Want a UX gate inside the run too? Agno supports human-in-the-loop confirmation for MCP tools that pauses a tool call until you confirm. That shapes the conversation; the real enforcement is Naive’s server-side approval gate above, which can’t be bypassed from the prompt or the agent config.
Approvals are only enforced for agent (API-key / MCP) calls on real tenant users. A human acting in your dashboard, and agent calls on the operator’s own default user, bypass the gate — so end-user agents stay governed while your own automation isn’t slowed down.

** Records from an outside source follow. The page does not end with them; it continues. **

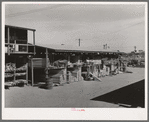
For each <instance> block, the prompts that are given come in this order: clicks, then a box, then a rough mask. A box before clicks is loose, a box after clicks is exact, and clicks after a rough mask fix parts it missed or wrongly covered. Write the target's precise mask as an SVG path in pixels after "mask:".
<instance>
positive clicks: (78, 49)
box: [36, 44, 123, 53]
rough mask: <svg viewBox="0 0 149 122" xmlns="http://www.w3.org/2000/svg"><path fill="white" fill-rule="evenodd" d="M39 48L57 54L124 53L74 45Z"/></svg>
mask: <svg viewBox="0 0 149 122" xmlns="http://www.w3.org/2000/svg"><path fill="white" fill-rule="evenodd" d="M36 46H38V47H43V48H48V49H51V50H54V51H55V52H88V53H98V52H112V53H123V52H118V51H117V50H111V49H101V48H98V47H96V48H95V47H91V46H89V47H81V46H80V47H79V46H72V45H50V44H38V45H36Z"/></svg>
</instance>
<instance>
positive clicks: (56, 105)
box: [4, 68, 145, 108]
mask: <svg viewBox="0 0 149 122" xmlns="http://www.w3.org/2000/svg"><path fill="white" fill-rule="evenodd" d="M128 70H129V71H132V72H133V73H122V74H117V75H115V76H106V77H102V78H101V79H102V82H100V81H79V82H73V83H70V84H64V85H63V86H57V87H53V89H51V90H46V89H41V88H39V87H32V86H24V87H11V88H10V89H9V90H5V92H4V93H5V96H4V98H5V99H4V100H5V102H4V103H5V107H7V108H19V107H21V108H22V107H25V108H26V107H29V108H31V107H32V108H33V107H37V108H41V107H42V108H43V107H54V108H55V107H56V108H57V107H99V108H117V107H120V106H119V104H114V103H110V102H105V101H96V100H93V99H94V98H96V97H99V96H101V95H104V94H106V93H109V92H111V91H114V90H117V89H120V88H122V87H125V86H128V85H130V84H134V83H137V82H139V81H141V80H143V79H145V69H144V68H128Z"/></svg>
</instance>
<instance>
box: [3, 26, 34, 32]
mask: <svg viewBox="0 0 149 122" xmlns="http://www.w3.org/2000/svg"><path fill="white" fill-rule="evenodd" d="M5 27H9V28H17V29H23V30H30V31H36V30H35V29H31V28H25V27H18V26H12V25H5Z"/></svg>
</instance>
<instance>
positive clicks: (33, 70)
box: [31, 59, 34, 86]
mask: <svg viewBox="0 0 149 122" xmlns="http://www.w3.org/2000/svg"><path fill="white" fill-rule="evenodd" d="M31 73H32V86H33V85H34V66H33V59H31Z"/></svg>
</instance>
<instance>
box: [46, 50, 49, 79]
mask: <svg viewBox="0 0 149 122" xmlns="http://www.w3.org/2000/svg"><path fill="white" fill-rule="evenodd" d="M46 69H48V49H47V48H46ZM48 78H49V76H48V70H46V79H48Z"/></svg>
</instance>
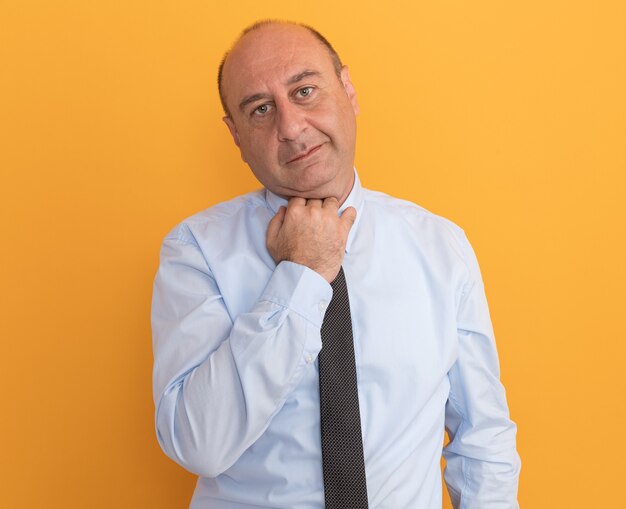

Alternative: one agent definition, every tenant

A Naive session is scoped to one user, so to serve every tenant from the same agent definition, mint a fresh session per request and build MCPTools from it. The instructions, model, and tools stay the same — only which user’s session backs the toolset changes, and every call is Account-Kit-gated server-side:
async def run_for_user(user_id: str, task: str) -> str:
    session = mint_session(user_id)  # fresh, per-user session

    server_params = SSEClientParams(
        url=session["mcp"]["url"],
        headers=session["mcp"]["headers"],
    )

    async with MCPTools(server_params=server_params, transport="sse") as naive:
        agent = Agent(
            model=OpenAIChat(id="gpt-5.1"),
            name="ops_agent",
            instructions="Use the Naive tools to act on this user's real account.",
            tools=[naive],
        )
        result = await agent.arun(task)
        return result.content

# Same agent code, different tenant — isolated identity, spend, and approvals each time.
# await run_for_user("<user_id>", "Connect GitHub and set up a $50 ads card.")
Nothing about the agent widens what a user may do: the toolset is the intersection of the session and that user’s Account Kit, enforced on Naive’s servers. Revoke a session early with DELETE /v1/users/{user_id}/sessions/{id}.
Because it’s Agno, you can also compose this into a Team: keep a coordinator agent for planning and give a single operator member the Naive MCPTools. The team reasons and delegates; only the operator can touch the real account, and every action it takes is still bounded by the per-user session and Account Kit.

What stays enforced

No matter how the agent is wired, the policy is enforced where it matters — on Naive’s servers, not in your prompt or your agent config:
  • Identity — every action runs as a specific tenant user, fully isolated from your other users.
  • Capability bounds — the Account Kit decides which primitives and which apps the agent can touch (allowlist / blocklist / per-tool).
  • Scoped spend — virtual cards are capped per card and per user; the model can’t raise its own limit.
  • Human-in-the-loop — sensitive actions (cards, domains, KYC, formation, connecting an app) freeze as approvals until a human says yes.
  • Scoped, expiring access — the agent holds a per-user session bearer, not your API key; it expires (default 15 min) and you can DELETE /v1/users/:user_id/sessions/:id to revoke it early.